I'm not sure how to explain my question....I'll try this way...

If you purchase investment property after investment property, each time refinancing your portfolio to 80% to pull the equity out aren't you continually increasing the debt on each property, reducing the equity?

So for example, say a $300K IP now would be worth $550K in 10 years, then in year 10, you refinance to pull out 80%, you've increased the debt from $300K to $440K, leaving only $110K equity rather than the original $250K equity.

Do we do this to enable us to continue to purchase assets and eventually you stop refianancing, leaving the equity to accumulate as much as possible?

Or have I missed the concept?
 
That's the general idea.

Just make sure that any withdrawn equity is used for income-producing purposes or it will not be tax deductible.
Marg
 
Thanks guys....I think I see the spreading the growth - say after 4 properties, I refianance to pull a little equity out of each for the deposit on the 5th - this means I'm keeping down the LVRs whilst maintaining the accumulation.
 
So for example, say a $300K IP now would be worth $550K in 10 years, then in year 10, you refinance to pull out 80%, you've increased the debt from $300K to $440K, leaving only $110K equity rather than the original $250K equity.
Yes, you've decreased your equity in that particular property to $110K, but you now have $140K in the bank, too - your overall balance sheet is unchanged.

The idea during the accumulation phase would be use that $140K for deposit and purchase costs to buy another, say, $550K property, and now you get the capital growth on 2 x $550K properties rather than 1.

Obviously this strategy is only workable if, over the longer term, (capital growth + rental income) > (interest payments plus holding costs).

If you assume that rental income is 4%, interest payments are 7% (80%LVR, av interest rate just under 9%, so paying about 7% of your total portfolio value out in interest payments during accumulation phase), and holding costs are 2%, this means that the long-term capital growth has to average at least 5% (7% int + 2% holding costs less 4% rent = 5%).
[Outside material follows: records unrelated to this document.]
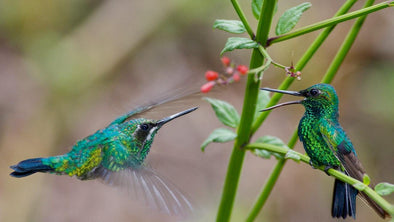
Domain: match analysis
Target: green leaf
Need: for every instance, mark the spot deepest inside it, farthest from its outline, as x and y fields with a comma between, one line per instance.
x=232, y=26
x=269, y=140
x=225, y=112
x=384, y=189
x=262, y=100
x=291, y=154
x=220, y=135
x=256, y=8
x=360, y=186
x=262, y=153
x=238, y=43
x=272, y=140
x=290, y=18
x=366, y=179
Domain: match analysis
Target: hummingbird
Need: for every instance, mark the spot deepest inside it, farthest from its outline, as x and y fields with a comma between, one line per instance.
x=327, y=144
x=116, y=155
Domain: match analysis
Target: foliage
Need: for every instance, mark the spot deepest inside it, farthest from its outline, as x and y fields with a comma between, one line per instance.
x=251, y=119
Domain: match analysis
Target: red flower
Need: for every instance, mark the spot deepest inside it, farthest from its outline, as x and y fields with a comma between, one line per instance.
x=207, y=87
x=236, y=77
x=242, y=69
x=225, y=60
x=211, y=75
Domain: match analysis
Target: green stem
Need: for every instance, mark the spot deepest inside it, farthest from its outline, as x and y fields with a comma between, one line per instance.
x=242, y=16
x=330, y=22
x=335, y=173
x=249, y=106
x=345, y=47
x=265, y=65
x=267, y=188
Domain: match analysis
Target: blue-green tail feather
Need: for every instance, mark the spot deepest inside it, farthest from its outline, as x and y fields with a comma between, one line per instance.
x=344, y=200
x=29, y=166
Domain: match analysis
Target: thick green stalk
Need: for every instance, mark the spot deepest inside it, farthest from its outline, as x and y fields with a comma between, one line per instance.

Less than that and you're losing money each year.

FWIW, I do think there are many locations in Australia where residential property won't achieve 5% average growth over the next decade.
 
Remember that the money you draw down can be used for other purposes as long as it is an income producing instrument in the eyes of the ATO. eg you can buy shares which pay dividends, managed funds etc. As long as the underlying assets return a higher rate than the interest costs on the redraw, it's worth it.
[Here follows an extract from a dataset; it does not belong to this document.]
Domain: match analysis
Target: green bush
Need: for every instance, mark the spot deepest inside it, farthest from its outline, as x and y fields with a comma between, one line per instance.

i.e. you draw down at 8% and invest in something making 8.5% it's worth it.

Cheers,

The Y-man
 
and of course keep detailed records where every dollar has gone. if say $500 is deemed private for example and then that gets repaid you will need to allocate back %'s of your claimed interest forever.
 
i.e. you draw down at 8% and invest in something making 8.5% it's worth it.

Cheers,

The Y-man

Great idea in concept but these days you'd be lucky to get 9% for low-doc, closer to 10% no docs, which you would require to keep tapping the equity strategy. Now getting an asset to perform 10% + relatively risk free in our current environment would be challenging, not impossible. But if you stuck it back into resi IPs, no matter where its located in Oz, be prepared to have your equity nicely trickled away while you wait to be compensated with that elusive capital growth.
 
Thanks guys....I think I see the spreading the growth - say after 4 properties, I refianance to pull a little equity out of each for the deposit on the 5th - this means I'm keeping down the LVRs whilst maintaining the accumulation.

Personally, I wouldn't worry about the LVR - I'd borrow as much as I possibly could (assuming you can afford the repayments) and use that. Sure, you're going to have to pay LMI, but (and I'm just making up the figures here) if it cost's you $10k LMI to borrow another $30k which allows you to buy a $400k IP rather than a $370k IP and the both double value in 10 years time, then it's *really* been worth it - hasn't it.